10% Neptune Global Equity
Non-UK equity, global growth with a very high emerging markets proportion, to diversify away from the UK and do well if markets grow. Some alternatives exist but this particular manager has handled recent events quite well.Hungerdunger wrote: »Can you clarify whether you have any vested interest in promoting these investments, or is it that you genuinely see them as a low-risk way to make a lot of money?
I don't work in the financial services industry and will make no money at all if people buy these funds. Mentioning these funds may harm my own financial interests somewhat, since at least two of them may have their ability to make money harmed if they become more popular. That's happened before: a cash ISA that was good and mentioned a lot found itself too popular and set minimums that blocked me from using it myself.

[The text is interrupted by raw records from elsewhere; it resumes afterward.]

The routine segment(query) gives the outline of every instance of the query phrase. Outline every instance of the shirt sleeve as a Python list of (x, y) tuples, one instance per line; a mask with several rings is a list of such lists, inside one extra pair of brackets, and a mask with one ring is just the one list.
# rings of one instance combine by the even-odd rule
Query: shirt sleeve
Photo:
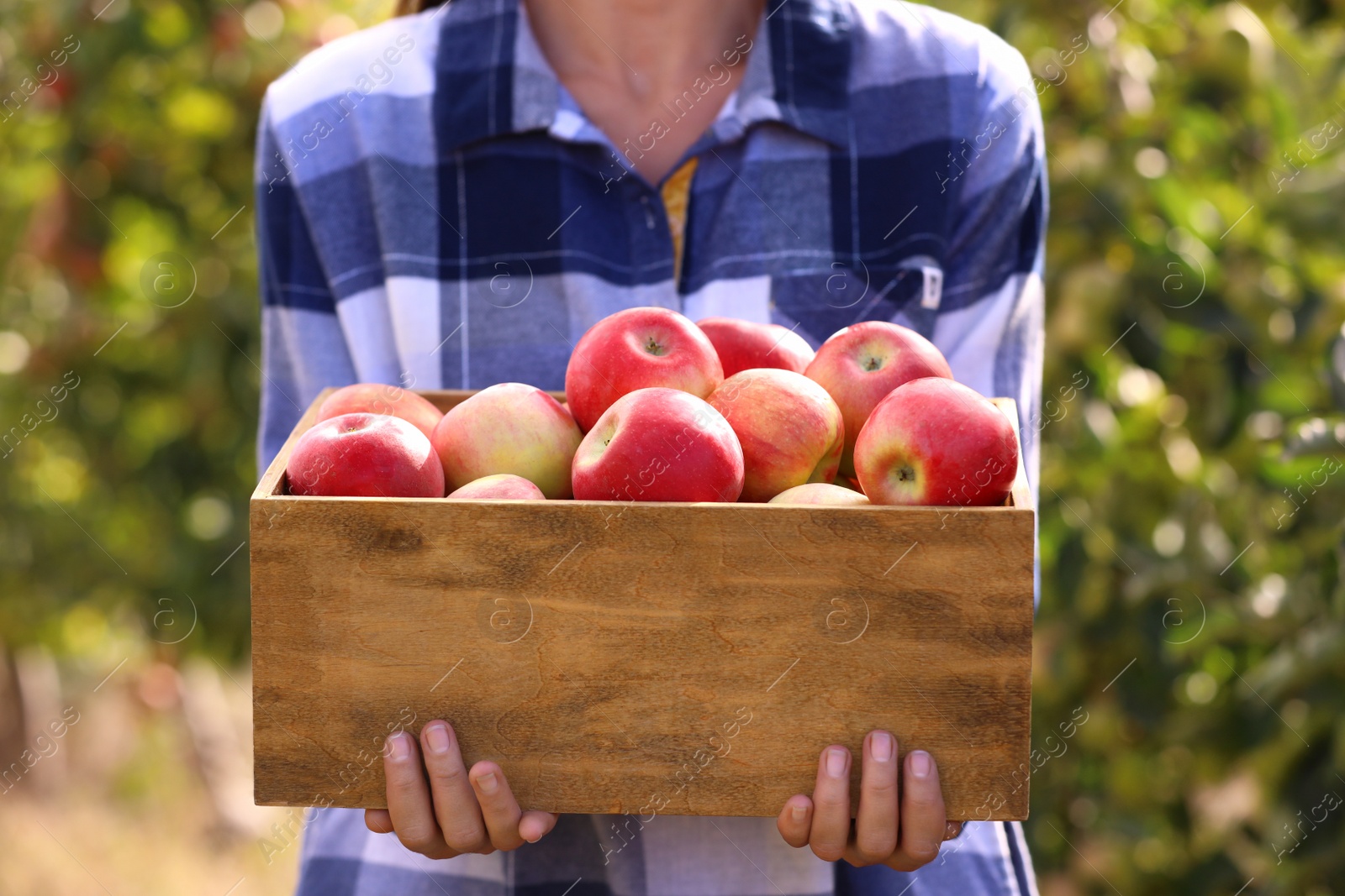
[(262, 345), (258, 474), (324, 387), (355, 382), (336, 297), (304, 216), (296, 168), (286, 157), (268, 95), (257, 128), (256, 168)]
[[(1046, 171), (1041, 107), (1007, 44), (982, 59), (982, 101), (968, 110), (944, 175), (956, 189), (933, 341), (954, 376), (1018, 406), (1024, 466), (1037, 502)], [(959, 172), (960, 168), (960, 172)]]

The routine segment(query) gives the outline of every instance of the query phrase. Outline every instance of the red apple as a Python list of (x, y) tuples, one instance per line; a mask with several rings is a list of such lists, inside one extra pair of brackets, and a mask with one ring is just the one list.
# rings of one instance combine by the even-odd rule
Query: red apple
[(449, 492), (449, 501), (465, 501), (469, 498), (500, 498), (508, 501), (545, 501), (542, 489), (525, 480), (522, 476), (511, 473), (496, 473), (473, 480), (463, 488)]
[(1018, 474), (1013, 423), (990, 399), (952, 380), (898, 386), (873, 408), (854, 466), (874, 504), (1003, 504)]
[(845, 424), (827, 391), (803, 373), (734, 373), (707, 399), (742, 445), (742, 500), (769, 501), (804, 482), (837, 477)]
[(343, 386), (317, 407), (317, 419), (330, 420), (342, 414), (390, 414), (399, 416), (430, 438), (443, 414), (416, 392), (399, 386), (355, 383)]
[(444, 467), (425, 434), (386, 414), (342, 414), (299, 437), (285, 463), (291, 494), (444, 497)]
[(841, 473), (854, 474), (854, 442), (888, 392), (921, 376), (952, 379), (943, 352), (920, 333), (886, 321), (865, 321), (831, 334), (804, 371), (841, 406), (845, 453)]
[(742, 447), (702, 399), (642, 388), (607, 408), (574, 454), (581, 501), (737, 501)]
[(842, 485), (804, 482), (803, 485), (795, 485), (792, 489), (780, 492), (771, 498), (769, 504), (866, 505), (869, 504), (869, 498)]
[(722, 382), (720, 356), (695, 324), (666, 308), (628, 308), (580, 337), (565, 368), (565, 400), (588, 433), (616, 399), (638, 388), (705, 398)]
[(812, 360), (812, 347), (779, 324), (753, 324), (736, 317), (706, 317), (695, 322), (714, 345), (724, 376), (757, 367), (802, 373)]
[(455, 406), (430, 441), (449, 490), (512, 473), (549, 498), (568, 498), (580, 427), (565, 406), (534, 386), (500, 383)]

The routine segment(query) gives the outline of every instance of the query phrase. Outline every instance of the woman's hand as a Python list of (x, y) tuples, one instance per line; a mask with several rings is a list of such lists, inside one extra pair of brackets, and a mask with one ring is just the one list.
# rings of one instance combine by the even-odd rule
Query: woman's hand
[(939, 768), (923, 750), (907, 754), (897, 775), (897, 739), (872, 731), (863, 739), (859, 811), (850, 823), (850, 751), (831, 744), (818, 760), (812, 799), (790, 797), (776, 819), (785, 842), (811, 846), (818, 858), (851, 865), (915, 870), (939, 854), (944, 840), (960, 833), (944, 817)]
[(518, 849), (555, 826), (551, 813), (519, 811), (494, 762), (464, 768), (447, 721), (436, 719), (421, 728), (420, 750), (410, 733), (391, 735), (383, 747), (383, 772), (387, 809), (366, 809), (364, 825), (375, 834), (395, 833), (406, 849), (429, 858)]

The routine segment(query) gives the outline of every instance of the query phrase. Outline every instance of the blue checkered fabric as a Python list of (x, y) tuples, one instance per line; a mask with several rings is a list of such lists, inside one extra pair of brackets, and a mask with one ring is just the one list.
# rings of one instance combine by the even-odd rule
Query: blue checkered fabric
[[(660, 305), (784, 324), (812, 345), (861, 320), (917, 329), (960, 382), (1018, 400), (1036, 489), (1046, 179), (1022, 56), (893, 0), (769, 0), (738, 46), (726, 99), (713, 70), (681, 98), (724, 102), (687, 152), (681, 269), (658, 185), (624, 154), (656, 137), (603, 134), (518, 0), (397, 17), (276, 81), (257, 153), (261, 463), (323, 387), (560, 390), (585, 329)], [(566, 817), (514, 853), (430, 861), (358, 811), (323, 810), (299, 892), (1036, 892), (1018, 825), (970, 823), (905, 875), (822, 862), (773, 819), (659, 817), (620, 849), (613, 821)]]

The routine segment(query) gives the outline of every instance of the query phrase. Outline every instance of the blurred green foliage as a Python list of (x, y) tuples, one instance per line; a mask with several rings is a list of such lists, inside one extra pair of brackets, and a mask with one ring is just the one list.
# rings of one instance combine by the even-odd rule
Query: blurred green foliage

This mixture of investments is not a way to make a lot of money in any short timeframe. That's not what it's designed to do. The design of this mixture is for capital preservation and probably making more money than using a savings account, whether markets go up or down. It's also intended to be tax efficient, since most of the gains come in the form of capital growth that will be tax free for most people in most years. As a result only 10% is in a fund that could qualify as potentially making a lot of money, instead favoring those that have steady and fairly predicable growth and income properties.
That design is also why it's useful for the cases where I mention it: low risk target but likely better than savings return so it's useful education for those who may be only considering savings accounts and can benefit from an introduction to the lower risk end of things that can be held in a stocks and shares ISA or pension. If someone did just copy it they aren't likely to get hurt.
The cases where the moderators here have acted have been where high risk options have been discussed without adequate strong warnings of the potential to lose a lot of money (buy silver now, say, a great way to quickly lose a lot of money), or where only a partial picture was given (huge profits being made from land-based wind farms, without mentioning that the big players already noticed and bought up all of the decent available sites, so the opportunity to make lots of money had already vanished). That's a very different world from a well diversified low risk mixture of funds being used to illustrate how to construct portfolios to hit risk targets. There's similar finesse over in the gambling introductory loopholes board, where gambling isn't acceptable but betting that is not gambling is fine.0 -
That's simply not true. A financial adviser will do just that - advise. The end decision is ultimately your own. If things go the wrong way and the adviser has pointed out the relevant information, then you have no comeback. That is NOT "no risk".
I think I said "financial planner" not "adviser" . They are not the same thing!0 -
I think I said "financial planner" not "adviser" . They are not the same thing!
Quite right. I incorrectly assumed you must have used the wrong term. As you hadn't, your statement is potentially more incorrect. After your financial planning session - what happens then?
If you select the product(s) yourself that = risk. Or, you go to an adviser (on whatever basis) and we're back to where we started.